# FWC Stopped me twice this weekend



## bailey (Apr 4, 2012)

Tried to go out Friday, too rough. Coming back thru pass at NAS and towards Big lagoon FWC stops and checks me. I think random, no big deal. Saturday, went out trolling for a little while, come back thru the pass and the same FWC officer stops me, boards my boat, looks thru coolers, boat wells, bait boxes, and live well. I told him he had just stopped me the day before, but he had to see. Told him I was shutout again, had to see for himself. Simply amazing, both bad days water wise (not to mention fishing wise). Anyone else get the same treatment this weekend?


----------



## CCC (Sep 3, 2008)

Guess I am about due, they haven't got me in about 6 times out.


----------



## cody&ryand (Oct 3, 2007)

Have been stopped three times in one day annoying but they have a job to do


----------



## bfish (May 19, 2008)

Got stopped by the Coast Guard 3 miles out in the Gulf Thursday. Said the fine for red snapper was $2500 for the first fish and $600 for each fish after the 1 st after he takes you to jail. Also possible 6 months prison time. Luckily I threw all the snapper back all I had we're Trigger. I got the message they,re serious.


----------



## bailey (Apr 4, 2012)

Wirelessly posted

This snapper situation is getting kinda nuts!


----------



## Naby (Jan 18, 2009)

My first four trips out of Destin in 2010 I was stopped all four times. Each time we had empty coolers (the oil spill wasn't exactly helping us out). 

What is interesting is that I've been out of the 4th of July and there is not an FWC boat to be found.


----------



## Bayfisher95 (Dec 20, 2010)

they are too busy doing laps around crab island looking for drunks...


----------



## BlaineAtk (Jun 8, 2010)

Wirelessly posted

Yeah they wait at the pass in Destin. Seems they stop anyone with fishing poles..


----------



## Lexcore (May 5, 2012)

:yes: When I launch from 17th ave, they wait for us to return and they walk over from ther cool office after seeing me come back on thier hiddne camera and check our coolers, they are very friendly people, I start up a conversation with them and they let me know all the gossip on the water, I have ask them which light pole have the camera but they will not say :no:, they are great guys and they are doing what my tax dollars ask them to do. :thumbup:


----------



## kandv2000 (May 10, 2012)

Naby said:


> What is interesting is that I've been out of the 4th of July and there is not an FWC boat to be found.

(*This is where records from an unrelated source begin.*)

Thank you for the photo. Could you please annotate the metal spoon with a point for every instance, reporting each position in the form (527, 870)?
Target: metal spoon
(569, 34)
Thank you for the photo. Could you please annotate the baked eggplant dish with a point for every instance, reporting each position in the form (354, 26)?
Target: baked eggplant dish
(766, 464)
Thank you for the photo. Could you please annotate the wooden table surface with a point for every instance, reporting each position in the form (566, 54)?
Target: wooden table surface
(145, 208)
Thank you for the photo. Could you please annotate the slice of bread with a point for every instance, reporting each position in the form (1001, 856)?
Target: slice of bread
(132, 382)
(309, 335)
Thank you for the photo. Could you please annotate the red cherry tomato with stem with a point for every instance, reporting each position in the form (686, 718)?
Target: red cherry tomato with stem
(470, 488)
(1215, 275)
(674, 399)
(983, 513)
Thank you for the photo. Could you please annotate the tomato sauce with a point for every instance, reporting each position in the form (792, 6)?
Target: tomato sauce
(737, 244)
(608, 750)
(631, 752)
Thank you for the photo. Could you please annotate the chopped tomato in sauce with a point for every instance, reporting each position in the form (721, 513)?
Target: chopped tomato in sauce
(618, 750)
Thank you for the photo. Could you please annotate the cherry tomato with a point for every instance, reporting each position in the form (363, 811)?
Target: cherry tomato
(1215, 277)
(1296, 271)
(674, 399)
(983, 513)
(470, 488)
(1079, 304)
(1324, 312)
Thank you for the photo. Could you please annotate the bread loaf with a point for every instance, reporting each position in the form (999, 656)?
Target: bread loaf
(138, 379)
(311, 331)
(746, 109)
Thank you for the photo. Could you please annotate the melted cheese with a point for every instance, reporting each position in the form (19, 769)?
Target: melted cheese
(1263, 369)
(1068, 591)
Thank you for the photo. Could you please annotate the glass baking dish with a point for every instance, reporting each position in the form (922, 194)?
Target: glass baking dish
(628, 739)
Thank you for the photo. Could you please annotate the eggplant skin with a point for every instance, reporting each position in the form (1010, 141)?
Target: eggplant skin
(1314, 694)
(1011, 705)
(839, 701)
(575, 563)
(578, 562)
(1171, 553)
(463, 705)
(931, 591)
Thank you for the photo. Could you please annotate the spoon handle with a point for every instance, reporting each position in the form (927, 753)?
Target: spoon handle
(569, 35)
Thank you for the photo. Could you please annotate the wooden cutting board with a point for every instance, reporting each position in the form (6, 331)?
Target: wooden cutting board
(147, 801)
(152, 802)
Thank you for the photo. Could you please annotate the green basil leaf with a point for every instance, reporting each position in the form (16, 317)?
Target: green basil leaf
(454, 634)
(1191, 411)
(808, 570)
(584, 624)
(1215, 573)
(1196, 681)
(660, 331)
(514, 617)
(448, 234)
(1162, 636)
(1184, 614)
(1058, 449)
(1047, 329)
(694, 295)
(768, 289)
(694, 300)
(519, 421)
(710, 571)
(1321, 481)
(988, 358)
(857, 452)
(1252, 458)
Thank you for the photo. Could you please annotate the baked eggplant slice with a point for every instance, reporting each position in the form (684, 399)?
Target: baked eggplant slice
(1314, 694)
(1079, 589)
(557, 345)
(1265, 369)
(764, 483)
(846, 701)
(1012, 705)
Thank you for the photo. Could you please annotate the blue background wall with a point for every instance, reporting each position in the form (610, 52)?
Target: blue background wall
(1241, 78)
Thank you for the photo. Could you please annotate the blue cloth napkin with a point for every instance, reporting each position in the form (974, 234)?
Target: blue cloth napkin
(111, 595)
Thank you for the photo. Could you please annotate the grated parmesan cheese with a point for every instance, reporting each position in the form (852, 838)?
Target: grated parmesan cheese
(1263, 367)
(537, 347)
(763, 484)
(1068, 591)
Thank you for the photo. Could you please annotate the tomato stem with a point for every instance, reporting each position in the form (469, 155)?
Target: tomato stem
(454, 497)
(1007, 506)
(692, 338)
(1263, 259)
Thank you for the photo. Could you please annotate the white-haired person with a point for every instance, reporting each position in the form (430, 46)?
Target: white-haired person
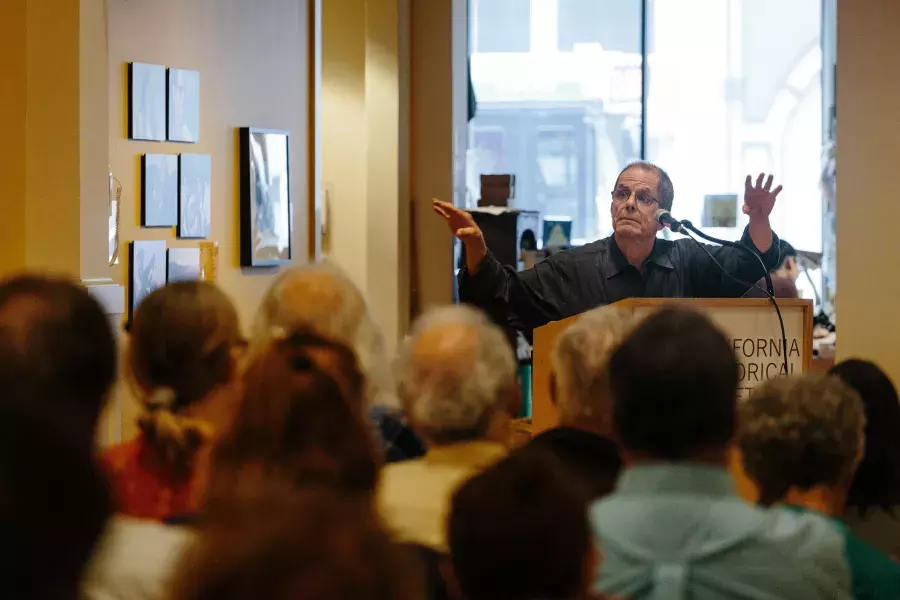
(321, 298)
(579, 387)
(456, 379)
(802, 440)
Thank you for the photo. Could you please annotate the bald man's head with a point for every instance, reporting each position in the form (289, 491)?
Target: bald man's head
(455, 373)
(322, 299)
(56, 348)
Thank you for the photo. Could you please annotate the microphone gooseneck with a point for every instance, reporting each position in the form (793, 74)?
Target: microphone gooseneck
(685, 227)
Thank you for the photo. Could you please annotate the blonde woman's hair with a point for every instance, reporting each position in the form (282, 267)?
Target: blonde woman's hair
(182, 342)
(580, 363)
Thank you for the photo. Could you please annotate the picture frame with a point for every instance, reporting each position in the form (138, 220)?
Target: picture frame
(147, 270)
(266, 209)
(183, 107)
(183, 264)
(146, 102)
(159, 190)
(194, 196)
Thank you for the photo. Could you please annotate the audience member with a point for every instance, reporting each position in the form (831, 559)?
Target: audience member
(579, 386)
(592, 460)
(873, 502)
(456, 378)
(321, 298)
(56, 347)
(299, 424)
(675, 526)
(580, 373)
(801, 440)
(285, 544)
(54, 501)
(183, 361)
(519, 530)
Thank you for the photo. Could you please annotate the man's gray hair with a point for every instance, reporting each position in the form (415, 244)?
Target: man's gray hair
(579, 362)
(666, 189)
(801, 432)
(451, 394)
(320, 297)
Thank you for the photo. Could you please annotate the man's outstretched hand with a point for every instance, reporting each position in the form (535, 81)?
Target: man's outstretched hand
(759, 200)
(463, 226)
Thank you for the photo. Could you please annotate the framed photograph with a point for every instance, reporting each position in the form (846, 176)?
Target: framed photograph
(194, 196)
(148, 270)
(720, 210)
(183, 264)
(146, 102)
(159, 190)
(184, 105)
(266, 226)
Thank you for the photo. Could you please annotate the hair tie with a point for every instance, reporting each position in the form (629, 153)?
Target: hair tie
(162, 399)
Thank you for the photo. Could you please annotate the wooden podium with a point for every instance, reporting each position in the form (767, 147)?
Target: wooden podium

If you have ever stayed for the fireworks, you cant miss them. They are everywhere. They have to keep all the idiots (sorry inexperienced boaters) from killing each other at night.


----------



## Naby (Jan 18, 2009)

I've never had a problem with them, they do a good and mostly thankless job. The other thread that is talking about what rights we have as boaters is pretty interesting. I understand that we basically have no rights with regards to them stopping, boarding, and searching a boat. I don't agree with that, but that is off topic.

Anyhow, the one time I was in violation with a slightly undersized AJ the guy let me go and let me keep the fish. When I measured it offshore it was just legal, of course when he measured it the fish was about a half inch or so short. He advised me to get a better ruler (I was using a sticker on my gunwale) and let me go on my way. He did come out of nowhere though, or maybe he was on his way somewhere and stopped us. We were well north of the Destin pass on our way to boggy Bayou and all of a sudden I look back and there he is. I look back fairly often so he must have been flying to come out of nowhere like that.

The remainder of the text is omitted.